According to Professor Kingston, the shift of brainpower, money and energy has been from technology to financial innovation – this is bad because it has led to a decline in UK industrial/technological innovation. In his opinion, in 1952, IP law in the US Constitution was effectively written by the pharmaceutical industry (so that they could get a patent for something other than a ‘flash of genius’ as previously looked for by PO) and this was passively copied by the rest of the world. Thus, patent systems protect pharmaceuticals rather better than other technologies.
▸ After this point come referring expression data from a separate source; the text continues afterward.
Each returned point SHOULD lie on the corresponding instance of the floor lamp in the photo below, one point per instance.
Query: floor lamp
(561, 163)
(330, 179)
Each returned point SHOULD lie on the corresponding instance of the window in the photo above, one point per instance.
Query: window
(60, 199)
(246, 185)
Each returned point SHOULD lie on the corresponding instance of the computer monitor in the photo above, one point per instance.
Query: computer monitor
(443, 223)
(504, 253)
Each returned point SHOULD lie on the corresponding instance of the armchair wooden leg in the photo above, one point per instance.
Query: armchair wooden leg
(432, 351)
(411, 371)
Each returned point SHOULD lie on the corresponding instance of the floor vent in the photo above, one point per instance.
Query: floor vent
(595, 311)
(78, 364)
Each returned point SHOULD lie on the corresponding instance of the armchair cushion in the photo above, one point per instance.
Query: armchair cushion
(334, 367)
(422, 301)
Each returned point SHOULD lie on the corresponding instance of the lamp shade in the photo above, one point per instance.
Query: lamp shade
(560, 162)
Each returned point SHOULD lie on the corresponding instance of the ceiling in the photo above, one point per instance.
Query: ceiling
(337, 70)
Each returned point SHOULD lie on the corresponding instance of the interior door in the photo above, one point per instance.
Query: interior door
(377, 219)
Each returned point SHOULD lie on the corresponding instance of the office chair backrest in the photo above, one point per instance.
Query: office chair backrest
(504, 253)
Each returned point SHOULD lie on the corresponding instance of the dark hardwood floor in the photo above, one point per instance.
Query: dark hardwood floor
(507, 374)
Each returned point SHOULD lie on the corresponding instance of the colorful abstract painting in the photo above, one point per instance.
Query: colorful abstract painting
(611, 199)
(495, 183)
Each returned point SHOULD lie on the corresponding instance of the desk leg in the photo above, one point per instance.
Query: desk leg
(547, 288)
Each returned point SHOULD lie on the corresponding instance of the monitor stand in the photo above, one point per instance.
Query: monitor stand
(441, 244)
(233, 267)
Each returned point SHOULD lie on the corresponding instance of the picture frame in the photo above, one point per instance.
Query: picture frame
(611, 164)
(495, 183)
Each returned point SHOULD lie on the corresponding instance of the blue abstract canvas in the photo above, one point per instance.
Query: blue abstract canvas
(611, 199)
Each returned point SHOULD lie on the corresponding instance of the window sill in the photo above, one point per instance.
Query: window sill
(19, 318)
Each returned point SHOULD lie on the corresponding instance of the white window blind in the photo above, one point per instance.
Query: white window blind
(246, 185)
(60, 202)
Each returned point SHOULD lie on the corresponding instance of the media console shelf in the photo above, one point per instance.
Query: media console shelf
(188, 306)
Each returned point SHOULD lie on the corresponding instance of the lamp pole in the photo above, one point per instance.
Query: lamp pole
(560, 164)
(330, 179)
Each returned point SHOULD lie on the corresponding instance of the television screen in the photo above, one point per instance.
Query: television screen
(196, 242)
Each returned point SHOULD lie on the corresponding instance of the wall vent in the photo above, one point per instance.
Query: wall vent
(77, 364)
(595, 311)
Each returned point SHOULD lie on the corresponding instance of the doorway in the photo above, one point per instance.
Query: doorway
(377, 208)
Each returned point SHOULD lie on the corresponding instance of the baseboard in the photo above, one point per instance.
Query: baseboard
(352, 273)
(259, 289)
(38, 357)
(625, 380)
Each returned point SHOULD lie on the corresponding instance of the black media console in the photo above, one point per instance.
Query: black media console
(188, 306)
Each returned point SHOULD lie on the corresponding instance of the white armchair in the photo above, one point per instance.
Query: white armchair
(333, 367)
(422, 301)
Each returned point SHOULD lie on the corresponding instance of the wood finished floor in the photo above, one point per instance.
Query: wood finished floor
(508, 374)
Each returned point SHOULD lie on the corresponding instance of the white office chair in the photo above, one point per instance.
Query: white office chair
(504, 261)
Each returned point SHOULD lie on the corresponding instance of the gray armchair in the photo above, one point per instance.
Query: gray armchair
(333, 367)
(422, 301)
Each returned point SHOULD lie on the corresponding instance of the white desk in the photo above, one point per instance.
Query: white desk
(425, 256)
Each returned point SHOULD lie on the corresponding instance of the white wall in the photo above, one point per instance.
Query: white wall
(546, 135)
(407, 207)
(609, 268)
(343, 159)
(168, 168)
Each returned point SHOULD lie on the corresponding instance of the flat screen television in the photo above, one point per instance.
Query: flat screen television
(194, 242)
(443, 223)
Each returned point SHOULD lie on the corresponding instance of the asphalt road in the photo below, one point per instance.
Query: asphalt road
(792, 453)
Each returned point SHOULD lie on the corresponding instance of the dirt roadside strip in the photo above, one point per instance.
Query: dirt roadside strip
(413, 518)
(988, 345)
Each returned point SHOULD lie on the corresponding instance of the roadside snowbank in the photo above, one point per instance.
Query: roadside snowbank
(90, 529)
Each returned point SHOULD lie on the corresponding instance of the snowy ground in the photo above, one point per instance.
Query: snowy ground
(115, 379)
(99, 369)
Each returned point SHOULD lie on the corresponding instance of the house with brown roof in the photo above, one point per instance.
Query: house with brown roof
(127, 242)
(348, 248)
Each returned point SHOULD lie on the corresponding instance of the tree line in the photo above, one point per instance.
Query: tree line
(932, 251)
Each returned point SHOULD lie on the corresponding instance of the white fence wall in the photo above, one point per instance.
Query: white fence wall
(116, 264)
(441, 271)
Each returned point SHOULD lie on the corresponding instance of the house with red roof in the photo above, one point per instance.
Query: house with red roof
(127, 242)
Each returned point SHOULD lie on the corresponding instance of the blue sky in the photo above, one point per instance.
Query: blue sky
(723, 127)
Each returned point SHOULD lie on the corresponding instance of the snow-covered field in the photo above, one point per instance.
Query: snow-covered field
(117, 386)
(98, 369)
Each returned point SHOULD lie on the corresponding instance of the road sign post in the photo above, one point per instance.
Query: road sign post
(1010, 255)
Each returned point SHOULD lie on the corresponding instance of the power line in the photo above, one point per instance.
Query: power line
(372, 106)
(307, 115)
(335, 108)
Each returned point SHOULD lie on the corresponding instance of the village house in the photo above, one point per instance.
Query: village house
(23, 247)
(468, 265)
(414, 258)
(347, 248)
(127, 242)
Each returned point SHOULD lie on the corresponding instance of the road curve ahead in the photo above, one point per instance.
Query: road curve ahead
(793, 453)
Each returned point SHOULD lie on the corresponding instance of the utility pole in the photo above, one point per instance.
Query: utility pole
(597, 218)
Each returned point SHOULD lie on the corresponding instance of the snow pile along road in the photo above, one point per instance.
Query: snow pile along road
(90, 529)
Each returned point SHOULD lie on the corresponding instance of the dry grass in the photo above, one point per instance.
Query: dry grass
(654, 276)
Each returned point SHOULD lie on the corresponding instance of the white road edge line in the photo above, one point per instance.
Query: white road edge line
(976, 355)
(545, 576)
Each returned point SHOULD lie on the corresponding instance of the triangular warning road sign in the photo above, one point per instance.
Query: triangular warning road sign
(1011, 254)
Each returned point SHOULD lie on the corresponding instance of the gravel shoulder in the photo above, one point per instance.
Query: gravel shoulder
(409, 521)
The key to protecting technologies is to protect innovation, rather than invention. Pharmaceutical innovations are directly linked to what is protected in patents. However, an engineering product that is bought is often removed from the patented ‘invention’. However, Professor Kingston believes that there are good ways to protect ideas – by protecting the innovation directly, such as with plant variety protection, functional designs, EU database directive, Florida Boat Hull law, Orphan Drug protection. Session 5, Trade Marks and Designs StreamThis session was chaired by Doug McCall, W.P. Thompson & Co. Michael Edenborough QC of Serle Court provided a clear analysis of several recent CJEU decisions on cases against Google and others concerning Google’s AdWords™ scheme while also clarifying what questions referred by Arnold J to the CJEU remained in the Interflora case. Looking ahead, he considered that the scope of adverse effects on the other, non-origin functions of a trade mark will still need to be determined; nor have we yet heard the last word on the liability of ISPs, he predicts.
Glenn Perry of Sterne Kessler Goldstein & Fox PLLC outlined the current state of affairs in the US with regard to Keyword search engine advertising. The same issues arise ‘over the pond’, e.g. likelihood of confusion, secondary liability, whether the sale of TM-protected words in a search engine keywords program is a ‘use in commerce’ under the Lanham Act. Many examples were presented, some amusing (at least to a neutral audience) and also several attempts to patent aspects of keyword searching/trading were discussed. There are several pending cases in various Federal Circuits.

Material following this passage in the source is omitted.